Your Coding Agent Needs a Theory: Why Living Architecture Docs and Decision Logs Matter More Than Ever


In 1985, Peter Naur published Programming as Theory Building. The core idea: the real artifact of programming isn’t the source code. It’s the theory the programmers hold in their heads. The mental model of why the system is the way it is, what it’s trying to do, and what will and won’t work inside it.

To rephrase Naur’s point: a programmer’s ability to modify a codebase depends directly on their ability to understand it, and the why behind it. Without the theory, you’re just tinkering with source code, likely missing the how&why that makes the code the most useful, and relying on hope.

Forty years later, that paper reads less like a historical artifact and more like a warning label for how we’re building software right now.

If your coding agent is the programmer, it needs the theory too

In a world where coding agents are handling most (if not all…) of the implementation work, then they are programmers in Naur’s model too.

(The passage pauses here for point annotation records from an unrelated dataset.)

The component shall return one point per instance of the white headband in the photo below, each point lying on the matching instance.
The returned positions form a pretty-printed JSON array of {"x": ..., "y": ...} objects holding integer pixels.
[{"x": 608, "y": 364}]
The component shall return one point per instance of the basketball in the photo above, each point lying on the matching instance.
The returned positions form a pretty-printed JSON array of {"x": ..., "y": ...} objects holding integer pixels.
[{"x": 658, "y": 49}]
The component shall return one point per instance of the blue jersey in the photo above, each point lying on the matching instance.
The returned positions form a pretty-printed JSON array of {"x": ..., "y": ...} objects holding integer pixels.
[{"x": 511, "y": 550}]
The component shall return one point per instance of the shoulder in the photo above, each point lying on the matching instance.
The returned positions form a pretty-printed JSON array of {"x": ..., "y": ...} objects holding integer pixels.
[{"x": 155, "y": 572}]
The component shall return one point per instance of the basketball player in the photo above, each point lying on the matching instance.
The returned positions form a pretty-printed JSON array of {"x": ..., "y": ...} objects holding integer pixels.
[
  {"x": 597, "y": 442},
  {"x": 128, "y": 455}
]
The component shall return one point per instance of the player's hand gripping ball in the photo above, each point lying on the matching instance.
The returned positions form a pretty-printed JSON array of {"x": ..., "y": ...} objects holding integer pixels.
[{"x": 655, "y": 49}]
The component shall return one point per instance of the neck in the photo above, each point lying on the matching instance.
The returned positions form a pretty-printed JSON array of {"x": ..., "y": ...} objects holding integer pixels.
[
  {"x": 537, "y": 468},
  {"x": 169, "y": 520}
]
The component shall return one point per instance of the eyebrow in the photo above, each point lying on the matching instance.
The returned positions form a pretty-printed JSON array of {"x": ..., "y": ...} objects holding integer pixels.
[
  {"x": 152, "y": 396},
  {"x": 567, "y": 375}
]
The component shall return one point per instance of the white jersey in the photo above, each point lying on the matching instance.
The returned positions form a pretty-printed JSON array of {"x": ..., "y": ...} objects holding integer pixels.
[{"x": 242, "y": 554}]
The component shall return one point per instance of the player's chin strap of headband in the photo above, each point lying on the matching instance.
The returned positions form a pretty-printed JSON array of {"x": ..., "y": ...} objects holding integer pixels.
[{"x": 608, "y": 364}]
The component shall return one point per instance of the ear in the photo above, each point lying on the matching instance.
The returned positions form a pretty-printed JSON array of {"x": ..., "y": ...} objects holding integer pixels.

Which means an agent’s ability to implement a modification depends directly on its theory of your software’s world. You can already see the point I’m making… the theory is in your head, not the agent’s.

You might reasonably say: “It’s fine… Claude can just go figure out whatever it needs. It’ll grep the repo, read the files, infer the patterns.”

True. It can. And it will. Three problems that stood out to me as I re-read Naur this past week were that 1) theory is more than just what is included in the source code, and often more than what’s included in most team’s docs, 2) every instance of Claude, every new session, every parallel agent, every teammate’s chat window, may discover something slightly different… all your agents are working from a different source of truth, and 3) if you have the theory to verify against and your agents are throwing thousands of lines of diffs at you each day, there’s no reasonable way for you to actually review for alignment.

Just-in-time documentation is not an effective solution

The “let the agent figure it out” approach has real costs:

  • Every session pays the discovery tax. Tokens, time, and reasoning effort spent re-deriving facts that were already known and written down somewhere (or should have been).
  • Discoveries disagree. Two agents looking at the same ambiguous codebase will reach different conclusions about intent. Both conclusions will feel confident. Only one (at most) is right.

When that happens.. now drift between expectations and reality become inevitable, and you end up feeling like you’re playing whack-a-mole. If you need consistency, reliability, and trust in your system, this is inefficient, chaotic, and maybe even a nonstarter.

That’s not a coding agent problem. It’s a process problem and a data problem.

Human teams solved a version of this problem decades ago by writing things down. Architecture docs. ADRs. Decision logs. RFCs. Onboarding guides. These were a way to capture a shared, stable theory of the system that new programmers could load into their heads without having to reverse-engineer it from scratch. Then they’d use their theory to guide their design, implementation, and review.

Theory building comes before theory verification

Effectively using a theory to guide software development means two things: theory building and theory verification. As mentioned above, we’ll get into the verification side in a follow-up post. The point here is that you have to start with theory building otherwise there’s nothing to verify against.

Table stakes is live technical documentation: descriptive docs about the system as it is today.

Once you have that, you can add on top guiding principles, goals, and constraints — the things that define your trajectory and your boundaries. The “why we did it this way” and the “why we won’t do it that way.”

It’s the same kind of theory and context you’d hand to a new teammate on day one. It may not feel like all this big-picture stuff is relevant to your agent, but we know it makes them better. In our own studies, we’ve seen agents use 45% fewer tokens and score higher on code review when using gjalla than without.

When agents have access to the theory, and a way to check their work against it, humans (the ones who actually hold the theory in their heads) judge the output as more aligned. Not because the model got smarter. Because it had more the guiding theory that humans have always had.

Ok… so?

The theory you hold will never be 100% translatable to your coding agents, but I’d argue we wouldn’t want that anyway. You are the one will customer intuition, with taste, with motivations and with goals. Those things aren’t things you want to handoff to your agents, but they are things you should try to make accessible as a source of truth to your agents. If you need consistency and reliability, and don’t want to play whack-a-mole, this is the first step.

Naur was right in 1985. He’s more right now. The programmers have changed. The need for a shared theory hasn’t.